Two political TV ads are indelibly etched in my brain. Each made its point in dramatic fashion.

The first one Lyndon Johnson ran against Barry Goldwater who was thought to be a “war-mongering right-winger” at the time, but who’d hardly make a ripple in the current pond. The ad showed a little girl slowly pulling petals off a flower while a nuclear bomb went off behind her. The message was stability with Johnson; annihilation with Goldwater.

The second: in 2007, then-candidate Hillary Clinton’s campaign ran one we all saw and which remains – almost word-for-word – in my brain today. Black and white. A telephone rings by a bedside. The ad asks “When the phone rings at three in the morning in the White House, who would you rather have answer.” The message, of course, was to portray her as more experienced than Barack Obama.

Both ads were effective: one with an image and the other with words. But it’s the Clinton ad questioning experience – and, by inference, stability and intelligence – in the person who picks up the receiver and faces a world crisis. I can’t help but apply it to the current field of people running for the Republican Party presidential nomination.

O.K. Let’s see what we’ve got here and how it stacks up.

Candidate A: A dingbat “history-challenged” on nearly everything; hates federal subsidies but takes more than $250,000 a year for her family’s farm; thinks homosexuals can go “straight” through prayer; wants to abolish five federal departments; believes founding fathers ended slavery.

Candidate B: Despite knowing his public statements are filed away in numerous video vaults, has been on both/all sides of many major national issues; is viewed as an insult to “thinking” conservatives – by thinking conservatives; after a year campaigning, can’t get more than one in four to say they’ll vote for him; has flatly lied in a national campaign commercial.

Candidate C: Has been confronted by nine women alleging sexual abuse or affairs over a 20 year span; believes presidents need know nothing of foreign issues; goes blank when asked about what this nation’s military involvement was in Lybia this year; thinks “if you’re unemployed it’s your own fault.”

Candidate D: Former governor of Utah; former U.S. Ambassador to China; played in a rock band; used family’s millions in political races when he was unsuccessful raising public funding; can’t attract national poll numbers higher than very low single digits.

Candidate E: Wants to legalize marijuana and other “soft” drugs; abolish the I.R.S., would bring back the gold standard; eliminate the U.S. Dept of Education and several others; has run four times and never come close.

Candidate F: Former senator who believes slaves had “good” lives before emancipation; wants federal law to teach “creationism” in all public schools; legislatively tried to get congress to dictate private medical treatment of brain-dead Terry Schiavo; supports federal laws against homosexuality; failing re-election, he spent years lobbying congress for large national clients who paid for his access.

Candidate G: A governor who has openly – and repeatedly – talked of leading his state to secede from our country; wants to abolish the Dept. Of Education, Dept. Of Commerce and one he can’t remember when asked; doesn’t know the legal voting age in this country; doesn’t know the date of the 2012 election in his own race.

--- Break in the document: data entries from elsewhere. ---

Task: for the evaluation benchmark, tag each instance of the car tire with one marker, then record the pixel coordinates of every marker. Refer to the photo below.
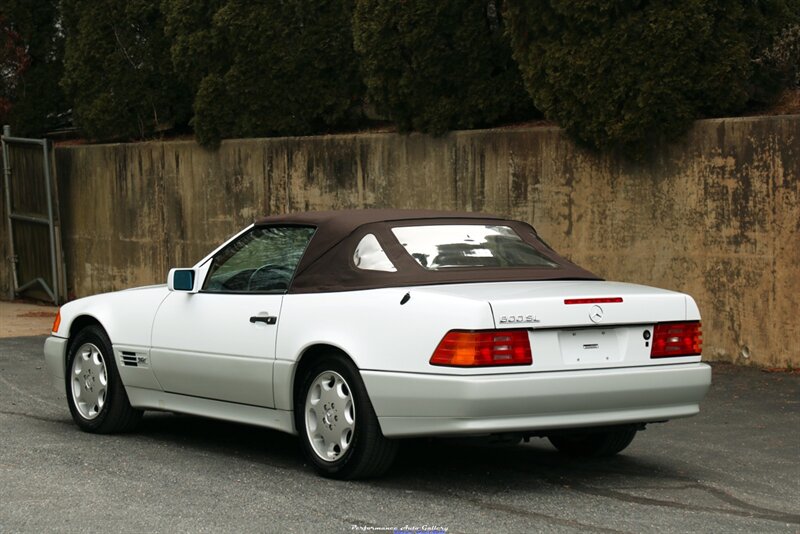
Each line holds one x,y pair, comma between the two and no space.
594,444
341,441
95,394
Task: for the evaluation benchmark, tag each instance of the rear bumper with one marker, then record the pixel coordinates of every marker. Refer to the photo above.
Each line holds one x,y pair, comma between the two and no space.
409,404
55,350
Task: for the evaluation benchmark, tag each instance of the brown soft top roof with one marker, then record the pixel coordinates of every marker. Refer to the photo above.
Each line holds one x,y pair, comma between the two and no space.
327,264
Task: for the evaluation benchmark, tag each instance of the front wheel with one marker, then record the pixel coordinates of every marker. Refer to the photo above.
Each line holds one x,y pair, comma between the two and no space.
594,443
338,428
95,394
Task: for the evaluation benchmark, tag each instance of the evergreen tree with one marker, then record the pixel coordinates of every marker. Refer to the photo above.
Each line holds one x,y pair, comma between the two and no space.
436,66
118,72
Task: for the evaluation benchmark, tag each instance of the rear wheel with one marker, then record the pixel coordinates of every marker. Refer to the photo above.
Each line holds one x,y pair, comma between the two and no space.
594,444
338,428
95,394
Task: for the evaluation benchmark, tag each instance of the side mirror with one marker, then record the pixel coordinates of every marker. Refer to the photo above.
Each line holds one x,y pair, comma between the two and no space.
182,280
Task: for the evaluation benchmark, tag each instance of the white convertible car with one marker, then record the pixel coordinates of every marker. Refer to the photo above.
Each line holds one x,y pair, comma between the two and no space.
354,329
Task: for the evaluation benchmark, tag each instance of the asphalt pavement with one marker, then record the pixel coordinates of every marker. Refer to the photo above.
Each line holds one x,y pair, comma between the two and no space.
733,468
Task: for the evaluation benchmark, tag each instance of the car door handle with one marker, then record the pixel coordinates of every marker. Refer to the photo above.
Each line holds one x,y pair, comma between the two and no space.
266,319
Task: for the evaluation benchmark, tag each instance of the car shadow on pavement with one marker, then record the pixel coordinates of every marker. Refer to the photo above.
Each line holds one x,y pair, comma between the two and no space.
419,462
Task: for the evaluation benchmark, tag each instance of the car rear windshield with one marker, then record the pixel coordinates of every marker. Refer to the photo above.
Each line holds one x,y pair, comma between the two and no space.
438,247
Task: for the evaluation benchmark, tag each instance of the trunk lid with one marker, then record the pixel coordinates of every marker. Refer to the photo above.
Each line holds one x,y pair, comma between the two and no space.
594,331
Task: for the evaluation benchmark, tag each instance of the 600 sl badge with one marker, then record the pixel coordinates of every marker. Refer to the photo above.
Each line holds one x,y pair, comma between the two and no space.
507,319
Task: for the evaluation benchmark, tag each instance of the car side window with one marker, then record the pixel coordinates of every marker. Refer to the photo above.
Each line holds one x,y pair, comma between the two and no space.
369,255
261,261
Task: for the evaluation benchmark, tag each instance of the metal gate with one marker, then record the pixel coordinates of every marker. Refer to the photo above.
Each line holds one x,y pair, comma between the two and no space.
31,206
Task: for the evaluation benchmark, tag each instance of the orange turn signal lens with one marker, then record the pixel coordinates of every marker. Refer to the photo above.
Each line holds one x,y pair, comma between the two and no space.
57,322
483,348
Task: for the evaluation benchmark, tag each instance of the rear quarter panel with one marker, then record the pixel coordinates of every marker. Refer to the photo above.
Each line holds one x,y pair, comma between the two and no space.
374,329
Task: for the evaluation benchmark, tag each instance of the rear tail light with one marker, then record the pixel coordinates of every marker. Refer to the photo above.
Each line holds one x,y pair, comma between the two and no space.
483,348
676,339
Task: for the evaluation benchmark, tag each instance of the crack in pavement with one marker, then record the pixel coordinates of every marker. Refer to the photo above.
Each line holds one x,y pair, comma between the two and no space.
755,511
37,417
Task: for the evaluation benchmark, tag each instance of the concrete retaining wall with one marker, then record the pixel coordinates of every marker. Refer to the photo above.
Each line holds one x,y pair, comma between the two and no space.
716,215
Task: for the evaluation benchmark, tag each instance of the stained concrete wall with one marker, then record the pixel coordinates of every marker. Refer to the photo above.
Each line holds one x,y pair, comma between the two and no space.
716,215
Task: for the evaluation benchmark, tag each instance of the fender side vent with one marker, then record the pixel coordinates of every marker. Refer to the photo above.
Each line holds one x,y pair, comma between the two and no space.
129,359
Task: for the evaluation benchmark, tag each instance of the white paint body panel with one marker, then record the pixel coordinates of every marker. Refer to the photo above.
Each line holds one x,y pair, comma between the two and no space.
204,345
202,355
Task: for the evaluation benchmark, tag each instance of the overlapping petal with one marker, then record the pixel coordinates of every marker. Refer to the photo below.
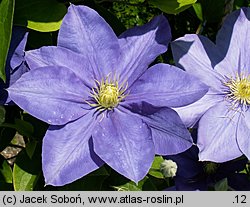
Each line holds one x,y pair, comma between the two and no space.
84,31
166,85
129,140
243,133
136,55
217,134
169,134
53,94
198,56
59,56
68,151
191,114
233,42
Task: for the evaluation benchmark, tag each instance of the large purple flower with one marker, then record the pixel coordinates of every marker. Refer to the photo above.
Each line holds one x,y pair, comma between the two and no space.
223,113
103,105
15,65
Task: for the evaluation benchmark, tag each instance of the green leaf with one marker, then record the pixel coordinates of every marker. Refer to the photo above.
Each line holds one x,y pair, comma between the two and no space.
2,114
144,184
198,10
172,6
91,182
6,135
27,168
6,19
221,185
39,15
213,10
5,171
24,128
155,168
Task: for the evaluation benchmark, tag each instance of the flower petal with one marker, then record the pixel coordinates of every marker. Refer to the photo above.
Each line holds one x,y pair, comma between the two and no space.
52,94
243,133
191,114
232,40
68,152
169,134
198,56
141,45
84,31
166,85
59,56
217,134
124,142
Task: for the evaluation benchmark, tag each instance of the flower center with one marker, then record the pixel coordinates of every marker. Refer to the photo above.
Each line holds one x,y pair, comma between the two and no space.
239,89
107,94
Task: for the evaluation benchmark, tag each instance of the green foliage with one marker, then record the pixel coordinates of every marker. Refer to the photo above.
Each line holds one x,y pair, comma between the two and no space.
155,168
27,168
2,114
221,185
6,19
91,182
172,6
39,15
5,175
133,13
144,184
213,10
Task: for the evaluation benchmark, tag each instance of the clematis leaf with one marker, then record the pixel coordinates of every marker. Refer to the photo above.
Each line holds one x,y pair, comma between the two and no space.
221,185
172,6
39,15
155,168
144,184
5,171
92,182
212,13
5,175
27,169
2,114
6,19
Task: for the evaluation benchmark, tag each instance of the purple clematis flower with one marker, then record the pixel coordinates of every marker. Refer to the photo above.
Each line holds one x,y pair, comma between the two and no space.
224,112
103,105
15,65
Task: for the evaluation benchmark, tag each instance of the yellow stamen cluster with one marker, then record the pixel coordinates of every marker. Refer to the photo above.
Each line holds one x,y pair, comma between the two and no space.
239,89
107,94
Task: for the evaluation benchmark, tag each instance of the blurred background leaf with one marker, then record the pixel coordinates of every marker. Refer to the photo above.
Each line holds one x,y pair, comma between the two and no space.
39,15
27,168
6,19
172,6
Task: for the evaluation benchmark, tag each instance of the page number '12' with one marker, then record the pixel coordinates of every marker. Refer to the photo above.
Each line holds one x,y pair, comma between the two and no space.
240,199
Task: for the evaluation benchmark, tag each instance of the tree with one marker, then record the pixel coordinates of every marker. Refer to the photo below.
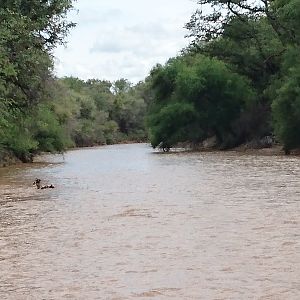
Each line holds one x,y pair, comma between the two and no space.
196,97
286,105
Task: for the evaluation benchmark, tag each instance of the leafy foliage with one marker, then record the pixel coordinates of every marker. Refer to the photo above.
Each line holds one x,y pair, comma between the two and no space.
203,98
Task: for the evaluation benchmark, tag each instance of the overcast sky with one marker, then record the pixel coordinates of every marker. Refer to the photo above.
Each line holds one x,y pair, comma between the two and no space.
123,39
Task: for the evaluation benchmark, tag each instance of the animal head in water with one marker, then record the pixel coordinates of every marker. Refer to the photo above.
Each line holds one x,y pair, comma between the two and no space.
37,182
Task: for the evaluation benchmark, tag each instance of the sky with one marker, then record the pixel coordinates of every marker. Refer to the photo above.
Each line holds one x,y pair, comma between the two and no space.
117,39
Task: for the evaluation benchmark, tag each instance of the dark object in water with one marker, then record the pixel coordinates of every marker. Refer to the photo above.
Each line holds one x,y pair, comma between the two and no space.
37,182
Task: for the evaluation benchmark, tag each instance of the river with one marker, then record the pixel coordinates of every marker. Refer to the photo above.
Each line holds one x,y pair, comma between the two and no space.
125,222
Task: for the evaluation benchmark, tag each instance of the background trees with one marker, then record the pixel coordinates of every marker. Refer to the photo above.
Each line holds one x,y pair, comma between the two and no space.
240,51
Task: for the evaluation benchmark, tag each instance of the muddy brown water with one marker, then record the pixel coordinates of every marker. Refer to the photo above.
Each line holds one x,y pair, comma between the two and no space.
126,223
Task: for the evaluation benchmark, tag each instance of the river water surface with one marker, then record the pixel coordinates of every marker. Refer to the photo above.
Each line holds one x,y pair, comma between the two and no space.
126,223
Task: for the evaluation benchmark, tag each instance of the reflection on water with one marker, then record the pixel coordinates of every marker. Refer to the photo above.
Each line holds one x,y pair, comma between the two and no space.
126,223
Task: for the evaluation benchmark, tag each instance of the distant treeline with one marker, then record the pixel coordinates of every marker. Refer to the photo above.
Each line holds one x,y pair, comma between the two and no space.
39,112
238,81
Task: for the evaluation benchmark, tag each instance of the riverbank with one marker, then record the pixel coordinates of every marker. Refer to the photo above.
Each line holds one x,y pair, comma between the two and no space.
7,159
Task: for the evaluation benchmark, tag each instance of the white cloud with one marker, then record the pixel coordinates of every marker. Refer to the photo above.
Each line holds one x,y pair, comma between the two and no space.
115,38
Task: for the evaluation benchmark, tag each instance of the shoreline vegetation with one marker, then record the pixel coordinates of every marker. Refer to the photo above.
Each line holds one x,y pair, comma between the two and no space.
236,86
275,150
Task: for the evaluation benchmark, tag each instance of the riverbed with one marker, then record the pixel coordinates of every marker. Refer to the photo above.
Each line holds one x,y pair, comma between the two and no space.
126,222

Candidate H: Forced to resign from the U.S. House of Representatives for unethical practices; serial adulterer taken to court to force payment of back child support; avoided Viet Nam by marrying one of his teachers at age 19; has made millions by selling his access to congress to numerous national corporations and individuals; has been pro-choice or an abortion foe for years – often at the same time; campaigned to stop global warming (now opposes) and to support health care insurance mandates (now opposes.)

Did I miss anyone? Good. That should include all of the people running for the Republican Party nomination for president this year. Who do you like? C’mon. Who?

More than that – which one would you have answer that 3 a.m. phone call? Go ahead. Give it some very serious thought. I’ll wait.